Exactly How An Owelty Lien Works II

Published On 
March 11, 2015
Elements in an Owelty Lien

I am going to show the basic elements that create an Owelty interest and, thus, a financeable lien on a homestead property. But first things first.

Always remember the foundational axiom - it costs you nothing for me (and my title gurus) to review your decree (or Special Warranty Deed w/ Encumbrance for Owelty) to make sure that proper language has created this enigmatic Owelty lien. If I am doing the financing for the grantee/party anyway, I have to know if this interest has been created. Otherwise, I might not be able to close the transaction – I might not be able to TURN WHITE PAPER INTO GREEN MONEY.

Watch out. It’s possible to create an Owelty interest (lien) without using the word “Owelty” in your decree. But, it’s also possible to use the word “Owelty” and still not create a valid Owelty interest (lien).

You live in a world that hinges on pronouncements and judgments from the courts. While the practical world of mortgage finance is subject to all sorts of laws, regulations and court judgments, lenders are generally not subject to a court requiring them to advance funds (except for the laws which require that they do it fairly without discrimination on account of race, color, religion, etc.). For this reason, I do not ask a judge if a decree has properly created an Owelty lien; I ask the lender. And, since the lender relies upon the title insurance company to insure the new transaction as having a valid lien, I go straight to the title insurance underwriters, all of whom are attorneys, for an answer to this question:

Do you see a valid Owelty lien in this decree/agreement; and, will you insure it as a valid lien against the homestead of the borrower (thus allowing a purchase money transaction verses a Texas Equity loan transaction)?

First, however, it is instructive to understand what factors disqualifya spouse’s (grantor’s) interest from being financed as a valid lien against the homestead. In other words, what factors derail efforts to create a financeable Owelty interest in a settlement?

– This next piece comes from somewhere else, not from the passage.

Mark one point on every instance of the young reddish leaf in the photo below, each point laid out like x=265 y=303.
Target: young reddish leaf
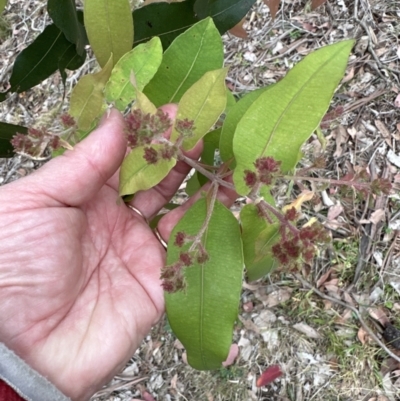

1.    The existing mortgage is a Texas Equity 50(a)(6) and therefore must be refinanced as a Texas Equity 50(a)(6). [This is the common reference to a Texas “cash out” or Texas Equity loan – same thing.] Of course, the newly created Owelty lien could stand alone and separate from the existing equity lien. But, if the newly refinanced loan includes the existing equity loan – that is, if they are “rolled together” and refinanced as one loan – then the new loan must be a Texas Equity 50(a)(6) loan.

2.    As a practical matter, from the above situation when the Owelty lien is valid and is filed in addition to an existing equity lien, very few lenders will finance just the Owelty lien – that is, turn it into cash payment to the grantor. This may change. But for now, I would not recommend that a grantee, having been awarded the homestead residence, count on a lender financing just the Owelty lien behind an existing Texas Equity lien. Again, there are a few lenders that will finance this Owelty lien without Texas Equity (Cash Out) triggers but they are few in number and not so easy to find.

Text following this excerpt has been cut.